体育座りをして、自分の膝にオデコを乗せ私はうなだれた。

そんな私に藤原さんは呆れたようなため息を漏らすと、こう言った。


「……ま、次の仕事が見つかるまで俺がお前を飼ってやるよ」


真面目に悩んでるのにそんな冗談を言われて、私はちょっと藤原さんを恨んだ。

なんだか完全に他人事だ。そりゃ、藤原さんには直接関係ないけど……もう少し、親身になってくれてもいいのに。


「私は猫じゃありません」


いじけたように言うと、彼はふっと笑ってこう返す。


「期限があるのが気に入らなくて拗ねてるのか。……ならいっそ、一緒に住むか?」

「い、いや別に、私はそんなつもり……っ」


そういう、恋愛方面のことでいじけたわけじゃないのに!

急に気まずくなってコーヒーを一気に飲もうとすると、テーブルの向こうからなぜかこちら側に移動してきた藤原さんに、後ろから抱き締められてしまった。


「あ、ぶな……っ! 火傷したらどうするんですか!」


マグカップをテーブルに戻しながら、背中にぴったりくっついた熱を変に意識しないよう、彼に言った。
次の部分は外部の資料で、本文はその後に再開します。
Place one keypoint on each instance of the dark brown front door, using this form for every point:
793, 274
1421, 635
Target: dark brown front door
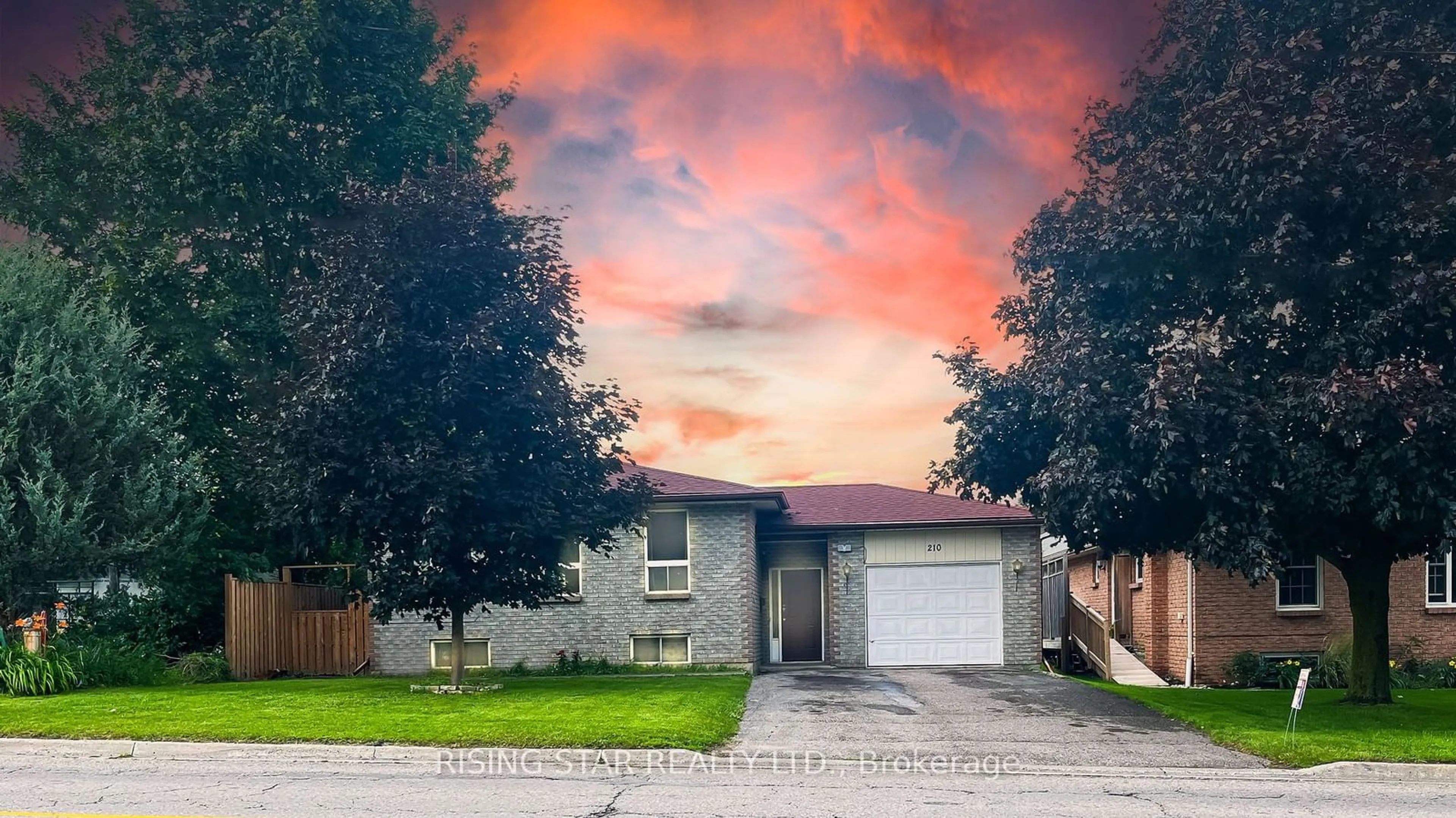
801, 616
1123, 593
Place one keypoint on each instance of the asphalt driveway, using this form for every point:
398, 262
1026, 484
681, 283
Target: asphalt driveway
1031, 717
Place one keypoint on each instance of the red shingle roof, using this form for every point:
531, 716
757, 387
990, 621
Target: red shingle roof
838, 506
868, 504
676, 484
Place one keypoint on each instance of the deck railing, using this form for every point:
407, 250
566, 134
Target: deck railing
1088, 631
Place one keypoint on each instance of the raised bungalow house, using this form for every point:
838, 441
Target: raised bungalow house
848, 575
1178, 618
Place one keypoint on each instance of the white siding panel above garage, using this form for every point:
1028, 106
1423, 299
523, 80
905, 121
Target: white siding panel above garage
915, 546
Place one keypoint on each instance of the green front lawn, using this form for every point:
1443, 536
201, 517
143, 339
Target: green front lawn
689, 712
1420, 727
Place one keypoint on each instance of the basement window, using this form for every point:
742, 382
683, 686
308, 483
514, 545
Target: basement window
570, 561
660, 650
477, 654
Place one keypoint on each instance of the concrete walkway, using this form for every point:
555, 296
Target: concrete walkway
1034, 718
1130, 670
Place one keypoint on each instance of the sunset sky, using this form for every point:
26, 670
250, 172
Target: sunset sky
780, 212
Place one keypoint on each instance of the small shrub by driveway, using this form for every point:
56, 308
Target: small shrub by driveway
632, 712
1420, 727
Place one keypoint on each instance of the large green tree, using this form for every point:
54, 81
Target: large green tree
437, 417
1238, 328
94, 473
187, 163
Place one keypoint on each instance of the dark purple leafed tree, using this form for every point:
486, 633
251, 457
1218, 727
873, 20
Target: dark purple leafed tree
436, 417
1238, 328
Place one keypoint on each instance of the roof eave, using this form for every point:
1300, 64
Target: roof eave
999, 523
742, 497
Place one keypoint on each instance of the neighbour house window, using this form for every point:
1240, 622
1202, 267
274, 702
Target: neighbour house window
1439, 584
660, 650
1298, 586
571, 568
477, 654
667, 551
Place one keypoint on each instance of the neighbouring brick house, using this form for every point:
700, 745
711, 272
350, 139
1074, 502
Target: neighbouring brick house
1149, 606
723, 572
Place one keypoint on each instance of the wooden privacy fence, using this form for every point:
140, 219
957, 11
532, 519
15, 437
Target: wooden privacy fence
290, 628
1088, 632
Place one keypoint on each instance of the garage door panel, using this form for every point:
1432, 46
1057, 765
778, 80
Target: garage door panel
934, 615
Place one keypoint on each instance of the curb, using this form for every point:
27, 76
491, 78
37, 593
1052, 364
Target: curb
641, 762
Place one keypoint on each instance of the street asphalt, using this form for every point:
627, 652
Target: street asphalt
40, 779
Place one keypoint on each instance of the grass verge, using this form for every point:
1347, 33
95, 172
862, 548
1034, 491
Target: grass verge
1420, 727
695, 712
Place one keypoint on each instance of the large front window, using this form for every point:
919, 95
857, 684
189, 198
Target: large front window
1298, 586
666, 552
1439, 584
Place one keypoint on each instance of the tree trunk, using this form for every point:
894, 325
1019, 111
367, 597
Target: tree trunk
456, 647
1369, 583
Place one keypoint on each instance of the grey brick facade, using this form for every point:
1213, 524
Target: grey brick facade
848, 613
720, 615
726, 613
1021, 597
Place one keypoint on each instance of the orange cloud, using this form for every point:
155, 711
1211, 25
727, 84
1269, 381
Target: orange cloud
780, 210
705, 424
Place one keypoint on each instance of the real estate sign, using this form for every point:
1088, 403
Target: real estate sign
1299, 691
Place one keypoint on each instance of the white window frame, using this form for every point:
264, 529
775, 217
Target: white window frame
669, 564
490, 655
1451, 583
576, 567
660, 638
1320, 589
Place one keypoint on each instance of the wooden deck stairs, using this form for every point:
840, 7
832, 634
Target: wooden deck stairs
1088, 631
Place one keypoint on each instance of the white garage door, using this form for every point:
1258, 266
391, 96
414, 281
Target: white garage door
935, 615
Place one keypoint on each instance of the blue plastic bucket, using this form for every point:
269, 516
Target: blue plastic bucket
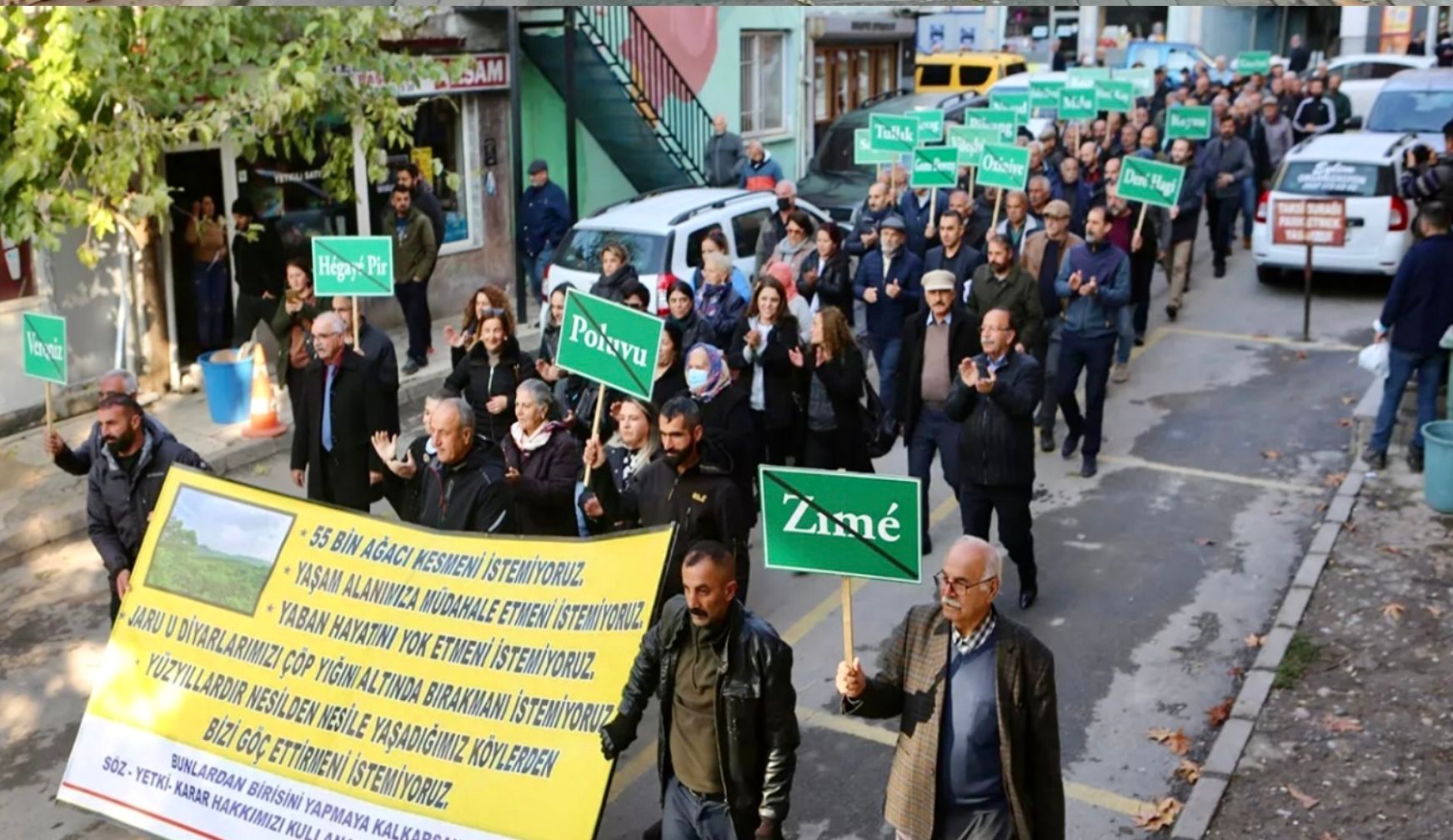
228, 386
1437, 465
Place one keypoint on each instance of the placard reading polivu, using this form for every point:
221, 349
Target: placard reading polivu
1150, 182
1005, 166
359, 267
1189, 121
842, 523
934, 166
609, 343
44, 346
285, 669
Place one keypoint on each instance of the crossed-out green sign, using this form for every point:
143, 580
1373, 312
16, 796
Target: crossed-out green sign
1005, 166
864, 152
1189, 121
359, 267
609, 343
934, 166
1150, 182
44, 346
970, 142
842, 523
895, 134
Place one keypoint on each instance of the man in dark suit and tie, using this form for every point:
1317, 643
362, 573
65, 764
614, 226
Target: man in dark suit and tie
342, 408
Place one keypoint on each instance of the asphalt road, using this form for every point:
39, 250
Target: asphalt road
1215, 461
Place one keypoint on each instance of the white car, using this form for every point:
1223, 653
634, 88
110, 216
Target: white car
1365, 73
663, 234
1363, 169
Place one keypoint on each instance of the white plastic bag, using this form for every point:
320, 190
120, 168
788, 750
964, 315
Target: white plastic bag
1374, 358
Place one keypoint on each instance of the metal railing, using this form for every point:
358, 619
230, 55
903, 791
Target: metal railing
657, 89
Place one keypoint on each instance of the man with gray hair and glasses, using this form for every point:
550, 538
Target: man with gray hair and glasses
117, 382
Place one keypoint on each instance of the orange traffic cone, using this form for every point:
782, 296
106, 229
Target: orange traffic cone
262, 416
でも、私の肩を包み込むように抱く藤原さんは、私の言ったことを無視して耳元でささやく。


「俺と一緒に住みたくないのか?」


……そんな聞き方はズルい。

それに、私が落ち込んでいるこのタイミングで誘うのもズルい。

一緒に住んだら、いっそ本当に藤原さんの猫になって、ずっと彼の腕の中で甘えていられたらなー、なんて。

社会人として――っていうか、そもそも人間としてダメな考えに、頭が支配されそうになっちゃうよ。